Six weeks with our little one has flown past, and during these weeks I’ve made an observation. I dare say that finnish mothers must be the loneliest on earth. In a culture this civilized it amazes me that mothers are supposed to take care of the home and children, alone. The men go back to work fairly quickly after the baby is born, and the mothers are left to figure out the new daily routines and just deal with it. Single mothers are hailed as heroes because they “cope” and motherhood is measured by sleep, the less you sleep the better on the mother ranking you are. All over town I see mothers pushing their babies in strollers alone and in forums women are mostly feeling like they aren’t enough, not doing enough, and that they are lonely. I get lonely after a day, I need a solid social network and luckily I have my parents and my inlaws that help whenever they can, still motherhood is very lonely at times.
Finns are extremely bad at asking for help. They are stubborn and independent to the bitter end. But why does parenting and motherhood have to be about surviving, coping, getting by? Since when is it a negative thing to be a mother?
I used to laugh at mothers that go to things like mummy-baby yoga or baby poetry etc. but I realize now it’s just an excuse to meet people with the same lifesituation, people that understand. There is a solidarity between mothers, and this can be found in events and clubs like baby rytmics or baby cafés. I promise never to laugh at these again, I might well be a frequent baby yoga goer in the future!

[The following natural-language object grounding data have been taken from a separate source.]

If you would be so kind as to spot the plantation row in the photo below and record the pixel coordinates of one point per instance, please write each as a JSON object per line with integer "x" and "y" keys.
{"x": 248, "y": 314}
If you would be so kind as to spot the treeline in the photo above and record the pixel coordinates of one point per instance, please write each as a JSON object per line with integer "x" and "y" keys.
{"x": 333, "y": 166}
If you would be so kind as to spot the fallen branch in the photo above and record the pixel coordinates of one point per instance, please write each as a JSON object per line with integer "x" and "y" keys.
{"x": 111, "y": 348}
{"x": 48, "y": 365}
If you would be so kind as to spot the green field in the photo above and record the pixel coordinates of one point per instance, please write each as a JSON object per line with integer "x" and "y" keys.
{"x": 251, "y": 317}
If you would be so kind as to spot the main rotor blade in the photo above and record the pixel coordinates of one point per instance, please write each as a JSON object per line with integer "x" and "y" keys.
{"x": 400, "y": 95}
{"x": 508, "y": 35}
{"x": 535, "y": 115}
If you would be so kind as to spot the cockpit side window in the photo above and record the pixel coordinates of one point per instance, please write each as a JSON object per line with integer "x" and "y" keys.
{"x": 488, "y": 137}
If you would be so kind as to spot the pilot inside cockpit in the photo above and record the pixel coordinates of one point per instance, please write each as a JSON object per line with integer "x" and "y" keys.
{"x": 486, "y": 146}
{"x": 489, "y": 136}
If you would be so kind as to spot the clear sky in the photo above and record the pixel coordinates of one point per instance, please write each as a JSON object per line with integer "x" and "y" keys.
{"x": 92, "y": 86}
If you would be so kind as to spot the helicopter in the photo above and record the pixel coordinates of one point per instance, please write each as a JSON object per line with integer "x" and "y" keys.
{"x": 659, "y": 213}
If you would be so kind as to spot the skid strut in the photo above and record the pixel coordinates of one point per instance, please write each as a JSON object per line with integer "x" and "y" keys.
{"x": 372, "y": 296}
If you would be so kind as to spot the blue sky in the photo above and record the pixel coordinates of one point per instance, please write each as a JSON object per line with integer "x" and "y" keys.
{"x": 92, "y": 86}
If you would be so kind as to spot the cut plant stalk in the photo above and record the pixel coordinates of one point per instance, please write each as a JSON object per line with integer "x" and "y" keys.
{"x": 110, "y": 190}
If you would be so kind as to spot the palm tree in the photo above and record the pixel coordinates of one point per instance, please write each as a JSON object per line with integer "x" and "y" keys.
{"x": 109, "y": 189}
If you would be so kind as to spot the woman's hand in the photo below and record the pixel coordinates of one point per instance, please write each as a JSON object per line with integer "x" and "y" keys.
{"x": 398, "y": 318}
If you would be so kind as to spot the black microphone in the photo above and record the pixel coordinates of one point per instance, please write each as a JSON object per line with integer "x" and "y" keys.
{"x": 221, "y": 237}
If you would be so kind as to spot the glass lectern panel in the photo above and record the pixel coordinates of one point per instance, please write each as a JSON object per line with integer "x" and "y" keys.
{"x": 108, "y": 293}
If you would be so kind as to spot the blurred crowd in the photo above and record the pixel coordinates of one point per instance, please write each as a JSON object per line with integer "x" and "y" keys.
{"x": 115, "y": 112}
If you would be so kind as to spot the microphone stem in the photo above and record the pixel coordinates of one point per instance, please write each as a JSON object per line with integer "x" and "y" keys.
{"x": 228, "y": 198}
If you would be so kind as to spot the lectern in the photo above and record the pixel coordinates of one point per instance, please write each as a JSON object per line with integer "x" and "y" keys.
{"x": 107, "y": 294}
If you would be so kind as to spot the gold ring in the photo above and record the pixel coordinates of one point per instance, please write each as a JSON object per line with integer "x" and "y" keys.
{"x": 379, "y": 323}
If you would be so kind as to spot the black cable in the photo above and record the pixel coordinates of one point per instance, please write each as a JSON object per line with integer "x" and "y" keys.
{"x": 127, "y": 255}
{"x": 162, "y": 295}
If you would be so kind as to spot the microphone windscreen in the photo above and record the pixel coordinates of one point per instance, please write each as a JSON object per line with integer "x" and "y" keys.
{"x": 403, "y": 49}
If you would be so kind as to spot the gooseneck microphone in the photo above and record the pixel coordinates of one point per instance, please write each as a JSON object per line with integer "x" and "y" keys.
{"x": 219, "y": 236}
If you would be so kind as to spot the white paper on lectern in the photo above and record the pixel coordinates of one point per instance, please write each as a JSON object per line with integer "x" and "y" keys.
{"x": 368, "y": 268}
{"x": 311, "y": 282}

I recently posted a question in a dog related forum on facebook asking if someone knew a dog walker in the city. I got a lot of good tips but a few negative comments like: “deal with it yourself, so has many others before you” and “How can you be so selfish that you want to sleep” etc. I’m being left to take care of home, baby and dog for four days and the mere thought of being left alone makes me feel abandonded and chained to the home. Yes, you might think these are western world problems and they are in relation to many other problems but why is it the standard to deal with it and not ask for help if you feel it’ll make your day better? A mum that has slept a few hours is much more sane and stabile than a mother that hasn’t. Happy mother – happy baby – happy dog. And it will prevent me from first drowning my husband in kisses and then hour long blabla babble thats been packed up during the whole four days and then strangling him for being away.
Asking for help on a forum and I got showered with negative comments by horrible negative people. But then there are these wonderful people, like a girl on my street that saw my post and volunteered because she misses her own dog that passed away. If you are uncapable of asking for help, you won’t get it either.